PRETENDIDA – NOÇÕES GERAIS

No presente estudo o que se busca é uma exposição concisa, porém transparente e precisa, dos requisitos, ou melhor, dos elementos e pressupostos do ato administrativo lato sensu em que se consubstancia o contrato administrativo, segundo uma visão estática, monolítica, sem se perder, no entanto, sua concomitante e indissociável perspectiva dinâmica, processual, tanto de criação como de desenvolvimento.

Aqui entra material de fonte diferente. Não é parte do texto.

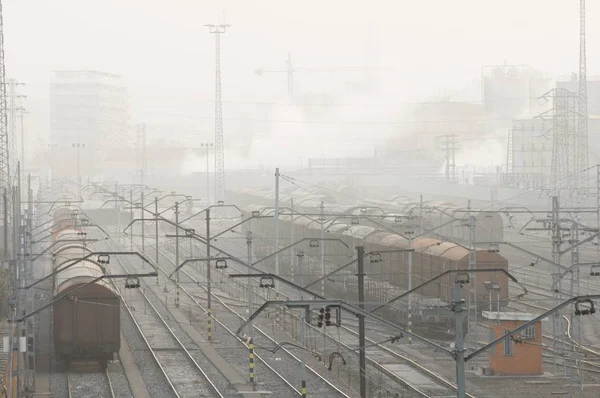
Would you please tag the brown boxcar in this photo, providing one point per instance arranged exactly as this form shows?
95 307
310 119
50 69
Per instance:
86 323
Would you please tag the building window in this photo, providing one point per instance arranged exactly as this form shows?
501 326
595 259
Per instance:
528 332
508 348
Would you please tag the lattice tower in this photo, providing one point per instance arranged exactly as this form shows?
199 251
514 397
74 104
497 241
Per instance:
4 145
582 126
564 141
217 30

Nesse contexto, introjetam-se as mais recentes tendências doutrinárias, pátrias e in-ternacionais, de se encarar o contrato administrativo como imanente nas acepções da dita “relação jurídico-administrativa” ou “relação jurídica de Administração Pública”, atualizando-o para as necessidades hodiernas de um Estado Social cada vez mais prestador de novos serviços.

Em sua dimensão estática, ou seja, visto enquanto ato administrativo lato sensu, o contrato administrativo terá seus elementos e pressupostos estudados também em conjunto com o da “vontade pública”, dentro do processo e procedimentos de sua conformação, a exemplo do que ocorre com o ato administrativo stricto sensu, valendo-se, para tanto, da doutrina administrativa pátria de escol sobre o tema, com acréscimos advindos da lógica jurídica em atualização e solução de algumas inquietações em torno de algumas invalidades, seus efeitos e vias de superação.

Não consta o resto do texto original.